NEW YORK (Reuters Health) – Very premature babies have fewer breathing problems when they’re born through vaginal delivery compared to cesarean section, a new study of more than 20,000 newborns suggests.
Based on those cases, researchers found that regardless of why a C-section was performed – whether because of pregnancy-related complications or the mother’s medical problems, for example – vaginal delivery tended to be safer.
“My suspicion is that the labor process, the contractions, that natural squeezing probably does something to clear out the lungs so that when babies are born they have a better breathing status,” said Dr. Erika Werner, who led the new study at Johns Hopkins School of Medicine in Baltimore.
“If a vaginal delivery is safe, it’s something that should be attempted,” she said.
The rate of C-sections in the United States has been rising for all pregnancies, leading some to worry about possible complications for mothers and babies. According to the U.S. Centers for Disease Control and Prevention, C-sections accounted for almost 1 in 3 births in 2010 – up from 1 in 5 in 1996.
There are certain circumstances – such as when a woman is bleeding or a baby has a drop in heart rate – when a C-section is required, Werner said.
However, she said, there hasn’t been much data on whether C-section or vaginal delivery is the generally safer method for other premature babies, who are more fragile than full-term babies to begin with.
Her team’s data come from birth certificates and hospital discharge records for 20,231 babies born in New York between 1995 and 2003. All were born very early, between 24 and 34 weeks. Normal gestation is considered 37 to 42 weeks.
Just over two-thirds of the babies were born vaginally.
After taking into account a mother’s age, race and underlying medical conditions, Werner and her colleagues found that babies delivered via C-section were more likely to be born in respiratory distress. Just over 39 percent of them had breathing problems, compared to 26 percent of infants delivered vaginally.

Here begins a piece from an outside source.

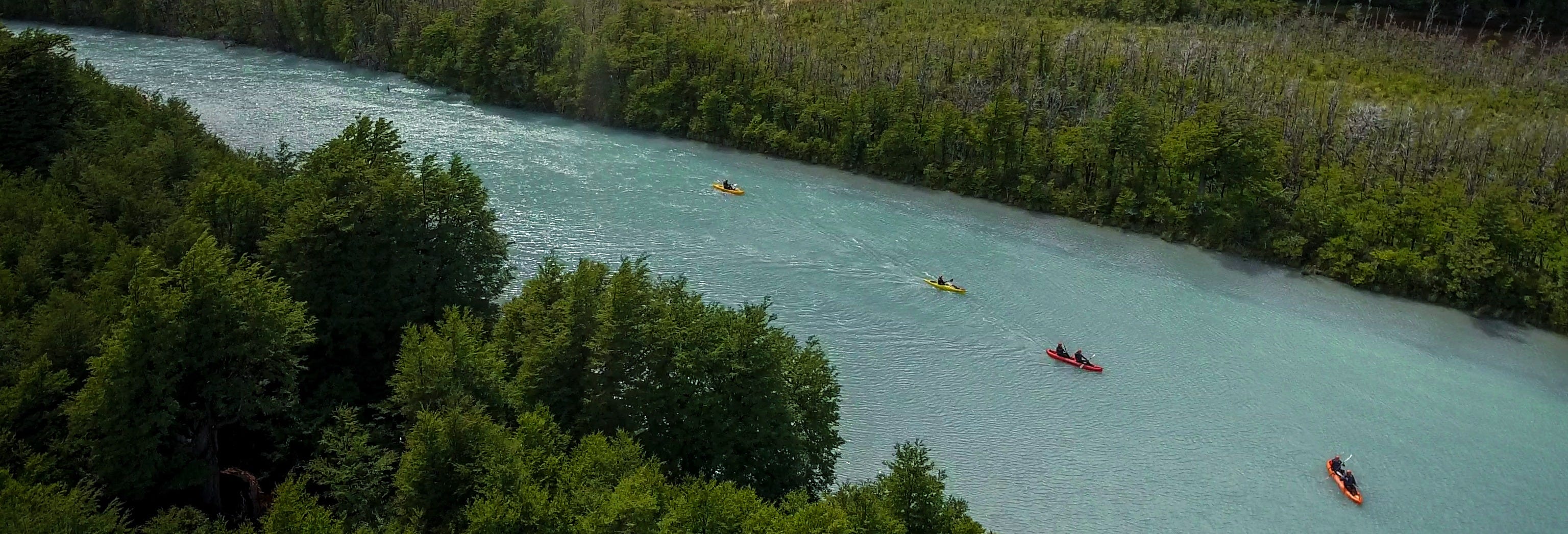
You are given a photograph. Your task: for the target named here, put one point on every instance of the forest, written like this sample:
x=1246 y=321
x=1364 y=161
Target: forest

More infants born via C-section also scored poorly on a test that measures overall health – including heart rate, reflexes and skin coloring – 5 minutes after birth, the researchers reported Wednesday in Obstetrics & Gynecology.
Between seven and eight preemie deliveries would have to be switched from C-sections to vaginal births to avoid one case of newborn respiratory distress, they calculated.
“In general, people have thought that vaginal delivery would be preferred if there was no other indication, but it’s been a question that some people have felt is still open for research,” Dr. Henry Lee, from Stanford University School of Medicine’s Division of Neonatal & Developmental Medicine, told Reuters Health.
It’s still unclear whether there are certain types of babies, or certain situations, in which C-sections might be helpful, added Lee, who wasn’t involved in the new research.
Werner said that because the researchers looked back at old records, they were not able to control for all differences between women who had C-sections and vaginal deliveries – a “huge limitation” of the study.
“I was struck by the fact that there does seem to be an increased risk of some things with C-section,” she told Reuters Health. However, “I don’t know if you can make a definitive statement that it is higher risk to have a C-section based on this study.”
But Lee agreed that the evidence points toward vaginal deliveries in many scenarios.
“When there is no clear maternal medical reason or indication for the baby’s health (to do a C-section), then the vaginal route would be the preferred route of delivery,” he said.